Постояв немного, она повернулась, подошла ко мне и, с доброй улыбкой на губах, провела по моей щеке ладонью. Я чуть не упал в обморок от охвативших меня одновременно страха и радости.
- Не бойся меня, - сказала она тихо. - Ты мне необходим, мой юный друг. Мне так одиноко здесь... - Голос ее замер, глаза стали необыкновенно печальными.
Я растерялся - слова застряли в горле. Я неуклюже потянул к ней руки. Она чуть-чуть прикоснулась ко мне и отошла в сторону. Я смотрел на нее до тех пор, пока мой отупевший мозг не начал снова работать.
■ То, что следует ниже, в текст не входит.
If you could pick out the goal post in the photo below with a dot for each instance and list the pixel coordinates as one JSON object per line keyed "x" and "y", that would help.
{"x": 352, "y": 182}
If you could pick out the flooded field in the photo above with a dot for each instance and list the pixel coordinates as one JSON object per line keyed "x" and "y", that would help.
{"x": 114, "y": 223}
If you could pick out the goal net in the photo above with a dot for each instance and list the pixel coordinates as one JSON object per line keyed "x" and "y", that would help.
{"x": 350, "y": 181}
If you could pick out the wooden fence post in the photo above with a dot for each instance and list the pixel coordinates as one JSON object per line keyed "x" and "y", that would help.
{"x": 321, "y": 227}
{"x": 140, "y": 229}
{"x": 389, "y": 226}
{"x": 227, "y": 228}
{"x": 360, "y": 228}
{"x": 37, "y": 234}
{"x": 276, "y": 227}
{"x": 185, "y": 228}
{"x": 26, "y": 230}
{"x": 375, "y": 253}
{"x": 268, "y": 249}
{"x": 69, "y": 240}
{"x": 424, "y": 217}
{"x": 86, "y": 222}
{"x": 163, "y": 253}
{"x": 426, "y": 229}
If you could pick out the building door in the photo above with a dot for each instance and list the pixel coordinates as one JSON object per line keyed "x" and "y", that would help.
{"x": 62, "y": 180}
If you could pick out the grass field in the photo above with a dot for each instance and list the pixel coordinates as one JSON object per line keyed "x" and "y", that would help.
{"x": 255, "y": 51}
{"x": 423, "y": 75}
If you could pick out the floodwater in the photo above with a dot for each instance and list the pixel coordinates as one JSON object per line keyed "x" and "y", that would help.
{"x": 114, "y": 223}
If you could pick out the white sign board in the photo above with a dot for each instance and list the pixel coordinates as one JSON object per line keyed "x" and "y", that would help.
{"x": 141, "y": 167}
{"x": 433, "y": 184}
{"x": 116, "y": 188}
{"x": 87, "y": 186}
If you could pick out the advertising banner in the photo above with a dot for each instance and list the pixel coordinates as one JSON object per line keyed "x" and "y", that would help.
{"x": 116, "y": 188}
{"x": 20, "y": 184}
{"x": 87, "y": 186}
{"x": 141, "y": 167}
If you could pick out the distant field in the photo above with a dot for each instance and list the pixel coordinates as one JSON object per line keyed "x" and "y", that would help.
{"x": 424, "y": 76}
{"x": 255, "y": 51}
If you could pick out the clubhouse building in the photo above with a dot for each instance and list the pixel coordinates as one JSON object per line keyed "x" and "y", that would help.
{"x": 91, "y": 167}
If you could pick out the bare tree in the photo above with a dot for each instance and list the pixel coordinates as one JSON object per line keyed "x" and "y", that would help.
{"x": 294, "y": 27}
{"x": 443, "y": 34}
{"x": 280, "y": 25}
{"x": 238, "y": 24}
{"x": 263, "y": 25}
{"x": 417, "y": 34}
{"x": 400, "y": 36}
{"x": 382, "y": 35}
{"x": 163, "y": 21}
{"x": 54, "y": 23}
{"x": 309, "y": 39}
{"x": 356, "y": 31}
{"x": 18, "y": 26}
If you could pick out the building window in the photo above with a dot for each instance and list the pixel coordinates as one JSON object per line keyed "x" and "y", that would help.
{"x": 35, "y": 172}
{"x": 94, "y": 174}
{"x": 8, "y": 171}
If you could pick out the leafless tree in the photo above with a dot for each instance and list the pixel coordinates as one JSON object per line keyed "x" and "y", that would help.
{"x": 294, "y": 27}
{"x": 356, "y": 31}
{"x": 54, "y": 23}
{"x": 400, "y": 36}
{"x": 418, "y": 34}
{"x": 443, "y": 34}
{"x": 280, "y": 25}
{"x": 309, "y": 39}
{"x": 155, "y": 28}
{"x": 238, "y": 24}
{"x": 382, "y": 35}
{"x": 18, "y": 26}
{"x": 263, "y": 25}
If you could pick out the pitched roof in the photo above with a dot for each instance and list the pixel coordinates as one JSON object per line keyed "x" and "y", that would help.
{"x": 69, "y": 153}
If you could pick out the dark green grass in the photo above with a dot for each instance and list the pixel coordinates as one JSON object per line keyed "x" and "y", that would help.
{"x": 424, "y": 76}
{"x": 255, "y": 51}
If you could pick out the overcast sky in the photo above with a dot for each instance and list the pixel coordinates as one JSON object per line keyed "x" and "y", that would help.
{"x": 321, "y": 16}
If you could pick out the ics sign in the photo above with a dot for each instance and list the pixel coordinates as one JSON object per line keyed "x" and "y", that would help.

Я бросился за ней.
Аздар нашел нас в патио - мы сидели на скамье под деревом. Терерь этой скамьи нет - Камри сожгла ее. Аздар сообщил Шареем, чего он от нее хочет.
Доктор был с ним. Шареем сидела не двигаясь, сцепив пальцы и положив руки на колени; на лице - маска спокойствия.
Она взглянула на Икштара своими глазами-изумрудами, и врач содрогнулся, будто от холода, хотя утро было достаточно теплым. Потом черед дрожать наступил и для Аздара. Пристально посмотрев на него холодными, как зимнее утро, глазами, она тихо произнесла: - А меня вы спрашивать не собираетесь?
Аздар с заметным усилием высвободился из-под воздействия ее взгляда и мрачно кивнул. Врач опустил глаза и ничего не говорил.
Шареем поднялась. Несмотря на бремя второй жизни, которую она носила в себе, ее движения сохранили необыкновенную грацию. Глаза ее искрились, и невидимая энергия так плотно кружила вокруг нее, что мне тяжело было дышать.
- За твою жадность и за твою трусость... - сказала опа Икштару, презрительно скривив губы. - Жадность, которая заставила тебя отказаться от столь глубоких убеждений... - Голос ее так вибрировал в утреннем воздухе, что было больно ушам. - За твое отступничество - прими мой подарок!